In version two, I am happy. And I’m making up to Tom for the last three days, when I’ve been frosty and passive-aggressive in all talk of motherfucking Sweden.

I put old Nineties tracks on and dance around the kitchen, singing badly to Sophie Ellis-Bextor. I pour two glasses of Malbec and place them next to the organic mushrooms. I look around. It’s the scene of something we have not been for a long time. But it’s so convincing that I’m almost feeling it. Maybe this is how to make us happy again, copy the old us and hope they reappear.

‘Woo-woo,’ Tom whistles, opening the door and taking in my dress and make-up. ‘Hot.’

He takes his trainers off to the soundtrack of our life, Harriet at her piano.

‘She’s off again,’ he says, rolling his eyes as he puts his slippers on and sighs a contented sigh. He’s home and he likes being here, and I am part of that. We have that. I hand him a glass of wine.

‘She’s been at it all day,’ I tell him, laughing. ‘At least, when I’ve been here.’

Because we’re in version two here and in version two, I didn’t sit through the wall seething at Harriet’s jolly singing all day and resenting someone I haven’t met.

This is my brain now. Fury, guilt, self-loathing.

I know how resenting other people’s happiness is a force for bad. We have Instagram inspo quotes. We have #goals. Women are supposed to champion each other, to want success for each other, and yet … here I am.

Over dinner, Tom tentatively brings up the trip again. We book my flights to join him and then agree to book an appointment at the doctors for when we get back.

‘I’m so excited!’ I say, smiling.

I’m trying to make it feel genuine but it still doesn’t. I still don’t want to go to Sweden; still hate the delay. He looks at me oddly and I wonder if I have overdone it with the fake joy. We’re jarring, lately. Misjudging. Not quite meshed.

At 9 p.m., we are watching a film when I think I hear the baby crying again.
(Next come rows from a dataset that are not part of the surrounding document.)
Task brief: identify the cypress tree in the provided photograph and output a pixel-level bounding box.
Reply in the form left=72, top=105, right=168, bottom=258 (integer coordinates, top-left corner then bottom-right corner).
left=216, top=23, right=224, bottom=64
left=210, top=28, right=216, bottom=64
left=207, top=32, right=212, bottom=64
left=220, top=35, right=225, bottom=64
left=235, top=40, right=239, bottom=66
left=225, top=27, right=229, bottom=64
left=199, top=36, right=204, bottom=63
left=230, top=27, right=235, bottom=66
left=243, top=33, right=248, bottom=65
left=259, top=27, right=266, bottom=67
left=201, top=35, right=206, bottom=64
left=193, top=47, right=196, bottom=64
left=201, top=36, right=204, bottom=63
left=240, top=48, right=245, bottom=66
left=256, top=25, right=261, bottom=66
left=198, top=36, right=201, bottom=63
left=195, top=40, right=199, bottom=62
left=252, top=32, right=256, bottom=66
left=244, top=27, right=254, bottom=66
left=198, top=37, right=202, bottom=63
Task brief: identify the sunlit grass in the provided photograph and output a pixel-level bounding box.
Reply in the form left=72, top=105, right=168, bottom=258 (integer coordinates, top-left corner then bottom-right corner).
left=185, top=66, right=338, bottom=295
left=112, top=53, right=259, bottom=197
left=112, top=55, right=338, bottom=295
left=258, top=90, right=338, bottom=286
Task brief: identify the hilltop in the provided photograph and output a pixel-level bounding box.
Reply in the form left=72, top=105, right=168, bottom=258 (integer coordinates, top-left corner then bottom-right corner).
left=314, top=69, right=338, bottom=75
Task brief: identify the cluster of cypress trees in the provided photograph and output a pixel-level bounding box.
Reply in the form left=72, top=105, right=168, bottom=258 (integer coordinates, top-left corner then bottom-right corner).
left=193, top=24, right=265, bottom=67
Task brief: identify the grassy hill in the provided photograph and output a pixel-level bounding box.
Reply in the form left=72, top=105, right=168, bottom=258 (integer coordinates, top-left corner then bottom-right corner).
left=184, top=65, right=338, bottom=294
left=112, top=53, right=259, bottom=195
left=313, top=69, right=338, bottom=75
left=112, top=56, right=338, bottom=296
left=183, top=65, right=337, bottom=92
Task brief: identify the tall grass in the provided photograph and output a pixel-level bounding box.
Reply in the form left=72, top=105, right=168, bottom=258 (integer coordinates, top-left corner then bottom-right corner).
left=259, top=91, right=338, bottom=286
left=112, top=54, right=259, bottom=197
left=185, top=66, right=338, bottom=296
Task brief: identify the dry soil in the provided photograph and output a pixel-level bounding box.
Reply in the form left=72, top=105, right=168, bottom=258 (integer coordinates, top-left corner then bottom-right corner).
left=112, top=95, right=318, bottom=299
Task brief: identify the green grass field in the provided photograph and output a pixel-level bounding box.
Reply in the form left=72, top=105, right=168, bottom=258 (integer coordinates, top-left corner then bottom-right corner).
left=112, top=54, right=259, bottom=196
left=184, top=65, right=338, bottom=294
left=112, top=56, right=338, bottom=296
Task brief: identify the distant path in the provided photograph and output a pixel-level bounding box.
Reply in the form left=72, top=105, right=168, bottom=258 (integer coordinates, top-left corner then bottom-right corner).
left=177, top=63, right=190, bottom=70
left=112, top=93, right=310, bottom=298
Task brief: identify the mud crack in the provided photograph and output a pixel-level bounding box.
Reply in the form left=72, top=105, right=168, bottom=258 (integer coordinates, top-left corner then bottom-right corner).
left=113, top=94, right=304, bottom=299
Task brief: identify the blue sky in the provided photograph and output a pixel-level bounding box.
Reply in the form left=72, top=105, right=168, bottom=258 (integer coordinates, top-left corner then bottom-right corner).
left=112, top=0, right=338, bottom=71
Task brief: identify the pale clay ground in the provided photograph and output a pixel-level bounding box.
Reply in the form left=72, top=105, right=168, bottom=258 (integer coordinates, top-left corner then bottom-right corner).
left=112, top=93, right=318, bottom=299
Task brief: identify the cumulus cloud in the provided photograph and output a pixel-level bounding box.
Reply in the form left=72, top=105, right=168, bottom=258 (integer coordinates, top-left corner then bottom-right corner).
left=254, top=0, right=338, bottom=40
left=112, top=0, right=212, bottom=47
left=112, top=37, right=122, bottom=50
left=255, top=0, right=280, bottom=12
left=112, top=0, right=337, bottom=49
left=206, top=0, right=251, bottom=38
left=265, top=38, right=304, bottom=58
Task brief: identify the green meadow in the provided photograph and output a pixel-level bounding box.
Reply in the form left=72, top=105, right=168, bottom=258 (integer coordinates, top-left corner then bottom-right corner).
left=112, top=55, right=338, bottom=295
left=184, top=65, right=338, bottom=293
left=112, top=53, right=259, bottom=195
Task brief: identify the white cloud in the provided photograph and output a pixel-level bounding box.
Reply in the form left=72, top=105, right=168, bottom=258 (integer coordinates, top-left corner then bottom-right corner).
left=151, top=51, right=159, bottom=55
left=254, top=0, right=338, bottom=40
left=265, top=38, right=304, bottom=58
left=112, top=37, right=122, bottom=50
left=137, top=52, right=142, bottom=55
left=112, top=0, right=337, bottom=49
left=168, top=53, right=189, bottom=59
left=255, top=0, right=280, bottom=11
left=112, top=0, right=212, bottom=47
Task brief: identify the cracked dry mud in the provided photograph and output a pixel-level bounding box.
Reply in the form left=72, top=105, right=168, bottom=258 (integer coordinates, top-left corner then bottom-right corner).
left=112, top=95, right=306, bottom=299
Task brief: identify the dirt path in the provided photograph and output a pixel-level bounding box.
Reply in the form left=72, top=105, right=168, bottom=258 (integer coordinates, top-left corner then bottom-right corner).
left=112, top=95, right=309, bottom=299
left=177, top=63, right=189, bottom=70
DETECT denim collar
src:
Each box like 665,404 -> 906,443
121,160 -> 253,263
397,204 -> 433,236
‘Can you hear that baby again?’ I ask Tom.

He stares at the movie.

‘Probably just a mate of Harriet’s brought her child over,’ he says, barely registering.

‘At this time?’

He just shrugs.

I will sound crazy if I go on about how often I hear it, fixated.
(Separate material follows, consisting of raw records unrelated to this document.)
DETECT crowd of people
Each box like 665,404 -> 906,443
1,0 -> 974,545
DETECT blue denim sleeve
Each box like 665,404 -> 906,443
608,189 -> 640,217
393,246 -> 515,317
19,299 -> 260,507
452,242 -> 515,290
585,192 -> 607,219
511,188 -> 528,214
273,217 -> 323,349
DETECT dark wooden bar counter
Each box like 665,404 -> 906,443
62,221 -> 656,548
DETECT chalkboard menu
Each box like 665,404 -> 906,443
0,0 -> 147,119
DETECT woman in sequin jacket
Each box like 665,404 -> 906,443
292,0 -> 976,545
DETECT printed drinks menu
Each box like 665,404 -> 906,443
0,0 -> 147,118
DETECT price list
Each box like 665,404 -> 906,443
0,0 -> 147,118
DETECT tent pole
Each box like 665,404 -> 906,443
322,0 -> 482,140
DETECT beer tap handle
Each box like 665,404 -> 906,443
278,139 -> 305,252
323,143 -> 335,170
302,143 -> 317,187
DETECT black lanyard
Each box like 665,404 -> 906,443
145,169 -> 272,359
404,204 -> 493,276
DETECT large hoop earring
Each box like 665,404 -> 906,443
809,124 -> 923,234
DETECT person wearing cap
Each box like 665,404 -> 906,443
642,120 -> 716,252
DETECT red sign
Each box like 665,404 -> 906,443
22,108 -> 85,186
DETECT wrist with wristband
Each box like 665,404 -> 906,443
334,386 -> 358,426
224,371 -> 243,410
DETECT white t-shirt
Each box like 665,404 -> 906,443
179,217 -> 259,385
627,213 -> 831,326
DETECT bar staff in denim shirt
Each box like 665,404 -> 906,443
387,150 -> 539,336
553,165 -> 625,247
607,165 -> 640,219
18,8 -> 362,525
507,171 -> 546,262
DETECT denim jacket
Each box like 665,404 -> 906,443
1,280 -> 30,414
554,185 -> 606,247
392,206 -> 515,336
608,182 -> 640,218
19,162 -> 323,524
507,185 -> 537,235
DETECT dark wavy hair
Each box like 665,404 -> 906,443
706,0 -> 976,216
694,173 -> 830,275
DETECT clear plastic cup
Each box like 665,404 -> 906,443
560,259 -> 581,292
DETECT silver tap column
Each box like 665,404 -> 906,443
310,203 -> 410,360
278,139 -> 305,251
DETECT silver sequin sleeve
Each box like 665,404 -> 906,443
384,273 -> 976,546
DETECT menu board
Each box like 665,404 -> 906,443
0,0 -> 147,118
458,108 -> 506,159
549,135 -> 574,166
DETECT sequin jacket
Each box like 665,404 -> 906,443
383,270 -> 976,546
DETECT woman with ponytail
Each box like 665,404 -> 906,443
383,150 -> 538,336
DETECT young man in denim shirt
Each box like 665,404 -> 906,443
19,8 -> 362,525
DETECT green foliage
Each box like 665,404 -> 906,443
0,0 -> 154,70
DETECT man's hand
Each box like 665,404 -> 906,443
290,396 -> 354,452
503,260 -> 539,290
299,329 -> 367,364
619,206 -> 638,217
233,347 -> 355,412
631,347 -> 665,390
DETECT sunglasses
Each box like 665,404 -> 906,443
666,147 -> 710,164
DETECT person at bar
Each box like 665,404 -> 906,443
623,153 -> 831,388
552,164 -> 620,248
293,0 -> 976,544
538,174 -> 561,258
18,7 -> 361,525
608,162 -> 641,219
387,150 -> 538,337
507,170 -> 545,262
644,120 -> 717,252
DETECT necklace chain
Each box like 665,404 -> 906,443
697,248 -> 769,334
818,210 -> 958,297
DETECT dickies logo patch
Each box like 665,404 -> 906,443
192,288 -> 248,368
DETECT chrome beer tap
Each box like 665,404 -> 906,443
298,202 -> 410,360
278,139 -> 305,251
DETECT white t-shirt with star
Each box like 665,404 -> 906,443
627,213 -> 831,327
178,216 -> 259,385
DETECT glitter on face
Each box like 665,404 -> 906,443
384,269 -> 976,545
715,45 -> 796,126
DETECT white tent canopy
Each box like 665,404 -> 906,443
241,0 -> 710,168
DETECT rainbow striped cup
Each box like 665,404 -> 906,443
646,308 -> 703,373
So I wait for Tom to leave the room and when he goes to make tea, I leap up. I put my ear to the wall but it’s stopped. Or it never started?

And then my feet are cold, so I go into our room to the place that holds the best selection of socks, Tom’s drawer, but something catches my eye. Not his diary, which I know is in here and would never touch, but a flash of red, a familiar branding.

‘Tom, why have you got condoms in your drawer?’ I ask, marching into the kitchen before I can stop myself.

‘What?’ he asks, pouring boiling water into mugs.

‘Condoms. A brand new box of condoms. Why would you buy condoms? Why would you buy condoms now?’

He tells me he didn’t and looks back at the tea because he doesn’t think this is important. But it is important. Because I am doubtful and he now gets drunk and lies about it, and there are things, aren’t there, that if I’m honest have felt strange. I got in the other night and the flat felt different. Like someone had been here. There’s a possibility that I’m going crazy, but there’s also a possibility that I’m not. The last few months have been hard for Tom, too. What routes do people take out of that?

But what else do you say?

I have no idea what I think but I sit back down, grip his hand and I try to hold on to something.